Enter ‘Scrubs and sneakers’ as the salon uniform of choice. Matching, colour coded, emblazoned with the salon logo. They came as the visual separation of ‘serious skin care’ vs ‘beauty’ but stayed for the pajama level comfort and forgiving elastic waist bands
And of course, salon aesthetics moved into their girlie pop era, blush pink walls, neon word signs, pampas grass, dried flower wall art basically, if you didn’t have a neon slogan over your reception desk, were you even modern?
2020–2025: The Virtual Glow-Up & Barrier-First Revolution COVID hit’s and like friends-in-a-stairwell, we enter our “PIVOT” era. Salon doors closed, and the virtual windows opened. Overnight we created opportunities to connect, consult and cure skin with the postman delivering skin solutions to our client’s doors.
This saw the rise of the DIY skin care. From Facial Kits to LED masks to Zoom facial parties, we proved that we could transform skin without ever touching it, challenging how we do skin from here on. We became sponges for online education-not much else to don in our
5k radius. Cue reskill, upskill and new skills that the freedom of time allowed.
LED therapy cemented itself as a salon staple, affordable, evidence-based, and suddenly every treatment room was glowing like a sci-fi disco rave. Now? No skin clinic is without one and it’s a staple on salon menus everywhere.
Block Brows and mega lashes released their iron grip on the industry, we ushered in feathery brows, wispy lashes and brow laminations make a comeback
TikTok and Instagram influencers dictated trends, clients arrived armed with Google and ‘receipts,’ and suddenly therapists were working harder than Kris Jenner, debunking skin myths daily. Lesson learned: if you can’t beat them, join them, thus, the era of the industry influencer was born.
Skin minimalism arrived. Barrier repair, less products, and corneotherapy principles took centre stage. Turns out, maybe corneotherapy wasn’t so “fluffy” after all. Stress, maskne, and post-pandemic skin crises pushed the industry to re-embrace the fundamentals and go back to skin basics.

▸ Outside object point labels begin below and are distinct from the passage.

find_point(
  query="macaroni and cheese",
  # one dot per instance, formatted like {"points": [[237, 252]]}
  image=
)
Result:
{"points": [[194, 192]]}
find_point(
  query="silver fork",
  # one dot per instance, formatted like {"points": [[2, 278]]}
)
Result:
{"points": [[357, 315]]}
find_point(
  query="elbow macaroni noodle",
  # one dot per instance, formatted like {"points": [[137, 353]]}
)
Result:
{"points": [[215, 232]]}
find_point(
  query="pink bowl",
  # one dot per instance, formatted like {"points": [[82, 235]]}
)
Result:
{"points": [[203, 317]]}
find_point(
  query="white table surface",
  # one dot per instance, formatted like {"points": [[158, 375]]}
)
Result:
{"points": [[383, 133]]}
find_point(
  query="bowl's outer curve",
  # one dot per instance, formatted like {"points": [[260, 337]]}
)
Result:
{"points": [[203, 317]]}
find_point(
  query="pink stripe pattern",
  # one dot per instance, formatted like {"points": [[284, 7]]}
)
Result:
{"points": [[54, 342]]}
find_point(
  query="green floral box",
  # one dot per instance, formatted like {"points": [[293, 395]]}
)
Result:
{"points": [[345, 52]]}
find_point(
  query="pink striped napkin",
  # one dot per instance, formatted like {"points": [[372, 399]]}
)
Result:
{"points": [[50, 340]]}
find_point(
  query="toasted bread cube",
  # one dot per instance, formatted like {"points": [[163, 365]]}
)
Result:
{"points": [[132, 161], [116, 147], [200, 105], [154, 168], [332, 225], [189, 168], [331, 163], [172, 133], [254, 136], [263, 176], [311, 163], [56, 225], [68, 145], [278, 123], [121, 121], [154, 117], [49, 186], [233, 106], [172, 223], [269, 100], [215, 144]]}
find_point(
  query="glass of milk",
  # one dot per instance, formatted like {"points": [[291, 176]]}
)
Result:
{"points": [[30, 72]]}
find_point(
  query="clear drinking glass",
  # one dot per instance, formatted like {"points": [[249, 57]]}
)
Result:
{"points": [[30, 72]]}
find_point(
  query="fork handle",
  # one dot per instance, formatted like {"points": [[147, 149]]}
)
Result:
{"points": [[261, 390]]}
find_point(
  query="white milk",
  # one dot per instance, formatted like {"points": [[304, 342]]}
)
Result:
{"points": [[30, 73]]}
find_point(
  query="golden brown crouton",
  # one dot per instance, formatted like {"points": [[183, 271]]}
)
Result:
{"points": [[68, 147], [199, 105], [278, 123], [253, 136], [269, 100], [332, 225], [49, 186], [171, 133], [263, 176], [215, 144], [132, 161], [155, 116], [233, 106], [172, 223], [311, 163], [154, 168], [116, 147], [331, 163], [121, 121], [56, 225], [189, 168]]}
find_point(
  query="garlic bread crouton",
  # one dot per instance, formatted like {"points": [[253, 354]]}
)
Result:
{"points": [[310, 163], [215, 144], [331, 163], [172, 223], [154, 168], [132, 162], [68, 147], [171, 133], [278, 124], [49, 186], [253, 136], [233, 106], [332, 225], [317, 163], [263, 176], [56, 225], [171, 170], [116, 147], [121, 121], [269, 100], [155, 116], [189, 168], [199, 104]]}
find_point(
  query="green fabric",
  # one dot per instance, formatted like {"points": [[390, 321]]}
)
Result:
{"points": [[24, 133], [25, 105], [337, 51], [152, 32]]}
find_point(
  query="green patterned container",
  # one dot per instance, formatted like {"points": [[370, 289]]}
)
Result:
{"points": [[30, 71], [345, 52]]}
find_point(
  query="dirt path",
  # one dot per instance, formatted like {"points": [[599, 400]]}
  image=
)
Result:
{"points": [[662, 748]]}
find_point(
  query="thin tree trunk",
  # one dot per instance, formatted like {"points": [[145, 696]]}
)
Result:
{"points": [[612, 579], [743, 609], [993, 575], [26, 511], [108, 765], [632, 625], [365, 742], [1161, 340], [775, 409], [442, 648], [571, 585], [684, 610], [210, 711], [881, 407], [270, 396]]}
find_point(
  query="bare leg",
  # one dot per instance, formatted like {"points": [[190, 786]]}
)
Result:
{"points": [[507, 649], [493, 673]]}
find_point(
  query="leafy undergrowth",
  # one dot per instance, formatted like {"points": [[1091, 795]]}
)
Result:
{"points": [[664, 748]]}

Economic pressures and client savviness meant salons had to scrutinise equipment ROI and treatment profitability like never before. Therapists demanded real-world, relevant training — no fluff, no sales pitches, just education that mattered.
Community rose like a phoenix. Solo operators and home salons popped up everywhere, proving that connection, support, and collaboration could thrive even in isolation.
And decor? Welcome to the beige and bouclé everything, Beautiful, yes, but good luck keeping those textured reception chairs clean.
We’ve moved into our earthy era, flowy linen, sage green and micro cement vibes. Skin is in and we’ve ditched the full face and contour for a more fresh face and I like what I am seeing.
So, what’s next?
I predict we’ll see salons leaning even harder into personality. No more cookie-cutter blush walls or carbon-copy menus. Therapists will rebel against the “trend treadmill” and start building businesses that feel true to them, quirks and all. Clients aren’t just booking treatments anymore; they’re booking people. And what’s stayed the course?
Skin. Always skin. Through every fad, trend, Groupon disaster, and Instagram craze, our love affair with skin hasn’t wavered. It’s the common thread, the bilayers that binds us as an industry, and the thing that keeps us showing up every day.
Two decades in, I can honestly say, what a ride. I’m grateful to still be here, still learning, still laughing, and still in awe of this industry and the people who make it so damn special.